Local believes eyes window to human health

According to Hale and other iridologists, the iris is a map of the body, and each of its sections corresponds to a body part or an organ. (CNJ illustration: Sharna Johnson)

By Marlena Hartz: CNJ staff writer

Her home, even from the outside, bears signs of her faith: A stone statue of the Virgin Mary on the porch, a copy of the Ten Commandments in the yard. The theme continues inside. And also with her words.

“The human body is a miracle. … God, as the Bible says, provided the fruit for our food and the leaves for our medicine,” said Kathy Hale.

Intertwined are her faith and her field of science. From her Portales home, Hale practices iridology — the study of the colored part of the eye. She refers to it as her ministry.

According to Hale and other iridologists, the iris is a map of the body, and each of its sections corresponds to a body part or an organ. Hale combines iris examinations with kinesiology, or the study of muscular movement, to pinpoint health problems. She then recommends a natural remedy, often a simple dose of apple juice or vinegar a day, or a dietary supplement, to her patients.

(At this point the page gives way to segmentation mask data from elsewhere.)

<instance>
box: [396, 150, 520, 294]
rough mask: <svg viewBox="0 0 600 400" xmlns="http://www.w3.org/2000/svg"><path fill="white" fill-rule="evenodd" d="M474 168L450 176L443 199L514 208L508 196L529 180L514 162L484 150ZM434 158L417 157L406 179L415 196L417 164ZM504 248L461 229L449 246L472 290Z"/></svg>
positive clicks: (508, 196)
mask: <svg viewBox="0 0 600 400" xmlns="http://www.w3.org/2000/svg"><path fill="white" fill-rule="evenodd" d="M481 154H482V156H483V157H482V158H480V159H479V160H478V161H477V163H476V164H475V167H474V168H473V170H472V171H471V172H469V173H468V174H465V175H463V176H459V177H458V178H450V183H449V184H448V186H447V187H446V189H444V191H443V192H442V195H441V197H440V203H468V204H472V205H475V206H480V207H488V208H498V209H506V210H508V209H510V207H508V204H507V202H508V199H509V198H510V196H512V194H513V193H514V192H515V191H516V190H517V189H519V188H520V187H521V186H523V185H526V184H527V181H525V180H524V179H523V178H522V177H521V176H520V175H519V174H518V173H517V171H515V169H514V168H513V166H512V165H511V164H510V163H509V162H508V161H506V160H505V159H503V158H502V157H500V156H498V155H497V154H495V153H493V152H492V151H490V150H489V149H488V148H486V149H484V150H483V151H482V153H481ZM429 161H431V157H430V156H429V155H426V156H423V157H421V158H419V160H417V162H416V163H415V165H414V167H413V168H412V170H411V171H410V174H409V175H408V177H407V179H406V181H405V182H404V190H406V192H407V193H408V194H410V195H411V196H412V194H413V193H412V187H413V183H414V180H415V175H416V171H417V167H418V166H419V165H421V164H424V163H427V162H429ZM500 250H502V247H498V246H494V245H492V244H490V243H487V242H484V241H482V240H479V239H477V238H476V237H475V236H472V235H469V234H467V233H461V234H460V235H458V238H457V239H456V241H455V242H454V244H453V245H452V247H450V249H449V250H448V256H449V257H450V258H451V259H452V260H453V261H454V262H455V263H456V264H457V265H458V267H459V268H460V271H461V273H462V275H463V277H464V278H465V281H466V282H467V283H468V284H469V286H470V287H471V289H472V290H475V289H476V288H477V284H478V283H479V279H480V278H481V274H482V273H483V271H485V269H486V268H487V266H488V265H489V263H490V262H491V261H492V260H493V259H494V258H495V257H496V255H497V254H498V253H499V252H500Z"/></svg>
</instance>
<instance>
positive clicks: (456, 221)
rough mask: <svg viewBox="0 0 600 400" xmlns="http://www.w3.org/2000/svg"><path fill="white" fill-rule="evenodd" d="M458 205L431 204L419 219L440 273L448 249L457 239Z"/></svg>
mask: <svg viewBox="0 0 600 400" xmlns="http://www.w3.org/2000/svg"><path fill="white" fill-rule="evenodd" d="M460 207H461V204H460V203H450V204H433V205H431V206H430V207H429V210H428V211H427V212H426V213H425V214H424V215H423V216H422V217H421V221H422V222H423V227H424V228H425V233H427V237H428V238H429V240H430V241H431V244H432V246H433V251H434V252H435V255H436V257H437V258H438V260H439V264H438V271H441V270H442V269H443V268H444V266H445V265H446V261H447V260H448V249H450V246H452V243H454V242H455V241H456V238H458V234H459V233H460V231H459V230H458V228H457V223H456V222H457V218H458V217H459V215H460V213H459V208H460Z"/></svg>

“It’s simple stuff. Artemisia naturally fights parasites, cranberry and buchu bacteria. There are herbs for heart problems, herbs for liver problems. I could just go on and on,” Hale said, her own eyes an even root beer brown.

Using a magnifying glass and a flashlight, Hale has examined hundreds of irises. A healthy iris is “uniform in color, texture and shape,” she said. Dark lesions are often signs of serious health conditions; circular rings a sign of anxiety, she said.

Her methods have cured hundreds of patients with hundreds of ailments, she said, ranging from gall bladder stones to lupus to asthma.

Since Hale began her practice eight years ago, it has grown tremendously, mostly through word of mouth, she said. Two thick binders on her desk bulge with clientele names and information. The majority of her patients are from outside Portales, many from Colorado and Oklahoma, she said. She charges a modest examination fee of $40 and sells hard-to-find supplements from her home.

Shortly after Danette Duran, who lives north of Albuquerque, gave birth, a vein in her neck hemorrhaged. It left the left side of her body paralyzed. She met Hale, then a student, in 2001. Hale’s mentor, Oklahoma iridologist Gary Shirey, put Duran on an herbal supplement regimen.

The new mother soon regained movement in her left side.

“I was seeking a major healing, and between God and the herbs, I got it,” said Duran, who still visits Hale regularly.

California based iridologist Brian Self said incredible stories like Duran’s are not uncommon. He said he used natural substances to clear up his own nagging skin problems and a hernia.

According Self, natural healing alternatives are growing in popularity. But the medical world and the world of alternative healing are sometimes pitted against one another, although the rift is closing, he said.

“It is disappointing that sometimes it becomes a war of natural healing versus the medical healing,” Self said.

Iridologists are working to refine their science, Self said, in hopes it will become an accredited field. Until then, they will rely on their own records of success, he said.

“Almost 100 percent of the time, I find I am right on. If I see markings for the pancreas, and I ask (my patients) if they have sweet cravings, they say yes, or they say there is a history of diabetes in their family. It really goes back to family history. The iris is like a genetic marker or blueprint to a person’s history and family history,” Self said.

Hale, like Self, would rather comment on what iridologists are doing right, than what the medical field might be doing wrong.

“The medical world gives you three choices — get cut, burned, or poisoned. Those aren’t the best choices,” Hale said.

She paused.

“My grandmother, she knows all about the healing power of spearmint or alfalfa. … There is a man who is about 100 years old who lives in Cuba. You can show him a supplement in a bottle, and he can tell you what it looks like in the wild.”

“Back then, people used the things God provided for healing,” Hale said, her iris charts, her reference books and her clientele binders laid across her desk; the walls of her office adorned with Catholic icons.